On this trip, Clair and I attended Archer’s breakfast for… Newt Gingrich.
Newt introduced his then-wife, Marianne, as “the love of my life” (a love cursed, thereafter).
Clair was delighted and amazed to meet the Tory party’s opposition ministers (if less enamored by Newt)—and much amused by how they introduced themselves. “Hello, I’m Shadow Defense.”
When we returned home, I wrote up the experience as a mock news story.
On his first trip to London, House Speaker Newt Gingrich blamed the deficit on diabetics. “They go blind and have to have their feet amputated,” he said. “It costs 23 percent of all Medicare. Once we stop these diabetics, we’ll have no further need for inheritance tax—and our social security ills will be resolved.”
Addressing shadows at a shadow power breakfast given by Lord Archer, Mr. Gingrich said the only way to keep U.S. troops in Bosnia was to bamboozle the American public. This was not difficult to do, he added, since the average American never thinks about Bosnia—or anything except “paying their bills, getting their kids to soccer practice and deciding what movie to see over the weekend.” Said Gingrich: “If we rotate our troops from Hungary to Bosnia, no one will notice.”
Mr.

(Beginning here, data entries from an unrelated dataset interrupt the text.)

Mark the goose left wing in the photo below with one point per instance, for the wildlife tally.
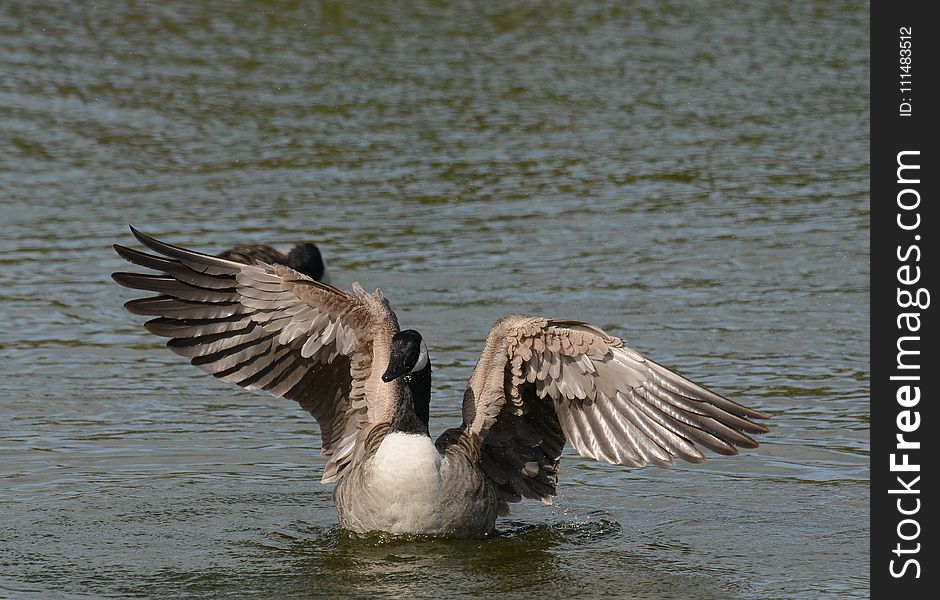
(541, 382)
(269, 327)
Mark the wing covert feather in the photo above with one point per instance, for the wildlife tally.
(269, 327)
(540, 383)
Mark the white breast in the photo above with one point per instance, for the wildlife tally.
(406, 475)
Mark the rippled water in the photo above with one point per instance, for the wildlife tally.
(691, 176)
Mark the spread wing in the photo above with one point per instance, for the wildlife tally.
(542, 382)
(269, 327)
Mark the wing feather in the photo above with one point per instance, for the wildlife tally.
(268, 327)
(540, 383)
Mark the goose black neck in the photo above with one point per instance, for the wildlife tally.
(414, 412)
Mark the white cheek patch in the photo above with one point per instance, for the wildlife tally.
(422, 359)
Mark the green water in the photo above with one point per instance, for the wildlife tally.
(692, 177)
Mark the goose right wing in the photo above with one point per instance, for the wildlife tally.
(542, 382)
(269, 327)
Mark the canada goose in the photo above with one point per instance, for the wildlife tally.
(538, 384)
(304, 258)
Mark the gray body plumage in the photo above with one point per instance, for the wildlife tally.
(539, 383)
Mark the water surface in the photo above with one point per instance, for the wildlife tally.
(692, 177)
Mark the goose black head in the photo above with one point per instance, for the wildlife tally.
(409, 361)
(306, 258)
(409, 355)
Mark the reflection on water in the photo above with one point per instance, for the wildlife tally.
(692, 177)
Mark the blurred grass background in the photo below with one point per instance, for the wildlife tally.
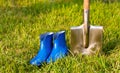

Gingrich declared the importance of emphasizing value over efficiency, pointing out that the cell phone was invented in Chicago, not Tokyo—and he hailed the fax machine as the greatest invention of our time.
Clair howled with laughter.
In return for Jeffrey’s breakfast, Clair took me for lunch at DeCarlo’s with legendary CIA director Richard Helms.
The reason Clair, himself, became legendary among CIA colleagues was partly because he went to Athens when no one else at the agency wanted the job and, instead, ran for cover. Richard Welch had just been assassinated by a Greek terrorist organization and they needed a new station chief to fill the position. Only Clair was willing.
The agency tried to sweeten the deal. For a start, they’d buy a new residence for the new station chief.
Nothing doing, said Clair, I’ll live where Welch lived.
Okay, then we’ll put up ten-foot high gates.
Clair said, Nope. He refused to hide himself. Instead, he enjoyed nightly cocktails on the residence’s front porch, in public view. Clair understood odds as well as any actuary and, like an actuary, he knew the odds favored him.
When Clair served in Beirut, and civil war raged around him, he’d take his dog for a walk on the promenade—to the horror of his British counterpart.
There’s a downside to this story, to do with fate, that Clair lived with, and revealed to me:
Soon after he became deputy director for operations, a young female officer who had never been overseas pulled him aside after a meeting. She was about to embark on a brief visit to Beirut, her first trip abroad, and she was anxious about it.
“Will I be okay, Mister George?” she asked.
“Relax,” Clair assured her, his standard response. He knew the odds were way on her side.
Tragically, she was among a number of CIA personnel killed when a suicide bomber detonated a bomb after crashing into Beirut’s U.S. Embassy.